Yesterday I had an experience. I went with 6 women, most older than myself by around 10 years (I’m not sure why but my friends have always been a bit older than myself) to a Korean Spa. Not everyone knows this but Korean spas are generally nude. You go inside, it’s all women, you get buck naked and you hit up the numerous hot and cold tubs. Not a single one of us was happy with our bodies. Even the beautiful 6 foot tall amazonian goddess I’m friends with (in fact she might have been the least comfortable). One thing was made clear to me in those moments when the steam was rolling around and we were laughing so hard we were afraid we might have peed in the pool, we were all in need of this. This normalizing of our bodies. This self care. This letting go of the layers of weight that we put on ourselves to be perfect, to appear thin and unblemished. Then we all went and got scrubbed down within an inch of our lives by tiny little Korean ladies who didn’t speak English. We shone like newborn babes and laughed with a fresh sense of center. We all had been spending so much time caring for others we had left very little to ourselves. To what we needed to feel good. I was so glad my genius friend Sarah had planned her own birthday celebration that meant we all got a day off. One day to reset.
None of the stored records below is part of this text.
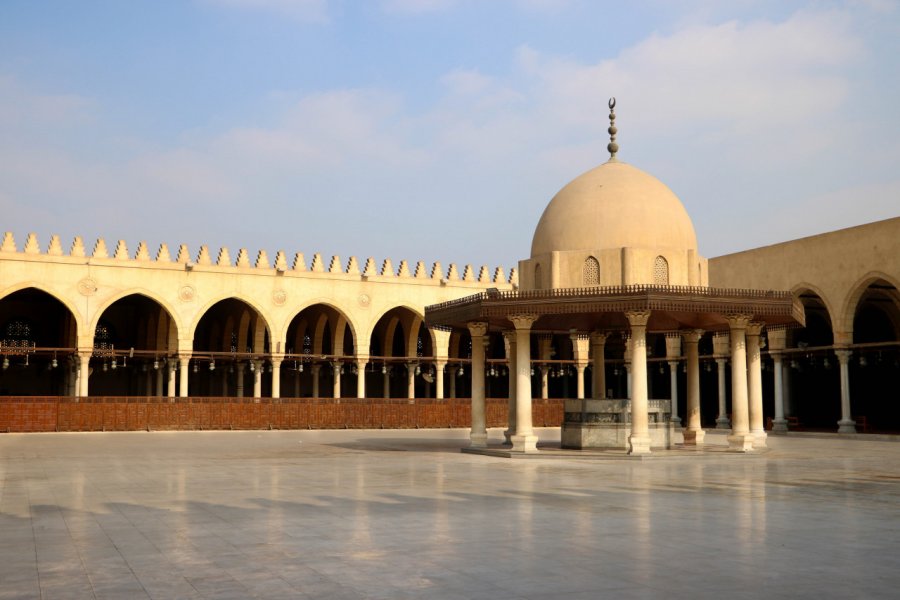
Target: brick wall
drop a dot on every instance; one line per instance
(24, 414)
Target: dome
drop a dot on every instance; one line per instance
(614, 205)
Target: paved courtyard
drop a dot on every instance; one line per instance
(404, 514)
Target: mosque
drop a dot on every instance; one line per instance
(614, 319)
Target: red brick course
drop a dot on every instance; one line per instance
(26, 414)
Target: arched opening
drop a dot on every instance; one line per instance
(814, 378)
(458, 383)
(133, 339)
(590, 272)
(402, 355)
(37, 345)
(660, 271)
(230, 350)
(875, 372)
(319, 351)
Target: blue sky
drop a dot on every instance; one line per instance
(438, 129)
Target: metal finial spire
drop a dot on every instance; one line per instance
(613, 147)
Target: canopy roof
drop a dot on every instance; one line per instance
(602, 308)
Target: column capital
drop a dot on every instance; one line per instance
(843, 355)
(754, 328)
(637, 318)
(522, 322)
(738, 321)
(598, 338)
(477, 328)
(691, 336)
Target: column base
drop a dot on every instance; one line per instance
(740, 442)
(847, 426)
(694, 437)
(478, 440)
(759, 438)
(524, 443)
(638, 445)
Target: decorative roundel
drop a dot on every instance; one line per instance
(87, 287)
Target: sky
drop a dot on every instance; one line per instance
(438, 130)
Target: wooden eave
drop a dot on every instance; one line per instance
(602, 308)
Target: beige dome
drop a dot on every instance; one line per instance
(614, 206)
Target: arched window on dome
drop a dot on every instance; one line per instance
(590, 272)
(660, 271)
(538, 278)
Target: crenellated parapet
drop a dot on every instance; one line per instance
(318, 266)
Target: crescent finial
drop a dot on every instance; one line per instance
(612, 147)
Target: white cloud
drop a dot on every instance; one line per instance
(417, 6)
(736, 111)
(311, 11)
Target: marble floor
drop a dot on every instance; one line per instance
(404, 514)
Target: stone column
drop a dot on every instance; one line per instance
(777, 343)
(276, 376)
(361, 363)
(84, 372)
(740, 438)
(439, 368)
(258, 366)
(239, 383)
(184, 363)
(411, 380)
(627, 365)
(336, 380)
(846, 424)
(545, 346)
(316, 372)
(478, 435)
(779, 423)
(722, 421)
(511, 355)
(524, 440)
(172, 369)
(598, 354)
(639, 440)
(754, 385)
(721, 348)
(693, 430)
(581, 351)
(673, 353)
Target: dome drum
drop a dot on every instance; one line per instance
(614, 267)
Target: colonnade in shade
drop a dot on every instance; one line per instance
(743, 343)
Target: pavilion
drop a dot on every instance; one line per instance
(615, 253)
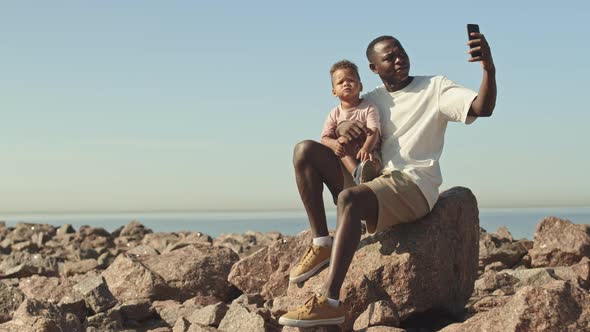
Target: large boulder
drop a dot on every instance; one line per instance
(559, 242)
(557, 306)
(428, 264)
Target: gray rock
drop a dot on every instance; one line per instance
(558, 306)
(210, 315)
(129, 279)
(110, 320)
(240, 318)
(559, 242)
(10, 300)
(96, 293)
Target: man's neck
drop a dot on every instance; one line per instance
(396, 86)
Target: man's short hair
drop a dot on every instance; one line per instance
(345, 64)
(371, 47)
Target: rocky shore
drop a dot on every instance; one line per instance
(441, 273)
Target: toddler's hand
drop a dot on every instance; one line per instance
(363, 155)
(339, 149)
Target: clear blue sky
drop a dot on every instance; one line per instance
(189, 105)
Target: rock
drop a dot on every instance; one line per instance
(558, 306)
(488, 303)
(160, 241)
(200, 328)
(329, 328)
(24, 264)
(49, 289)
(210, 315)
(96, 294)
(10, 300)
(182, 269)
(142, 250)
(188, 238)
(137, 310)
(430, 263)
(495, 267)
(134, 230)
(65, 229)
(24, 231)
(169, 310)
(110, 320)
(245, 244)
(73, 304)
(504, 234)
(501, 248)
(381, 313)
(240, 318)
(490, 282)
(129, 279)
(578, 274)
(267, 270)
(79, 267)
(559, 242)
(181, 325)
(33, 315)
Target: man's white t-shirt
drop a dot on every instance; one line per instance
(413, 124)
I do hope that this will sink in, and we can all look in the mirror and ignore that voice that says “you should be back to the way you were before already”. Because maybe some of us can, but maybe we shouldn’t have to be. Instead I’m going to buy new pants. I’m going to stop weighing myself. I’m going to buy only the good stuff (balanced and healthy) to put in my kitchen and know that it’s enough. I’m going to go back to the gym to be strong enough to keep up with my kid not to get back into my pre-pregnancy jeans (you know the ones you never really liked anyways because yoga pants ARE BETTER). And if I hear one more mom say that she loves her mom bod while detailing her new diet plan I may scream, don’t be alarmed I just need to get that out. I’m not gonna let go of this weight. It’s part of me now, just like every thing that got me here.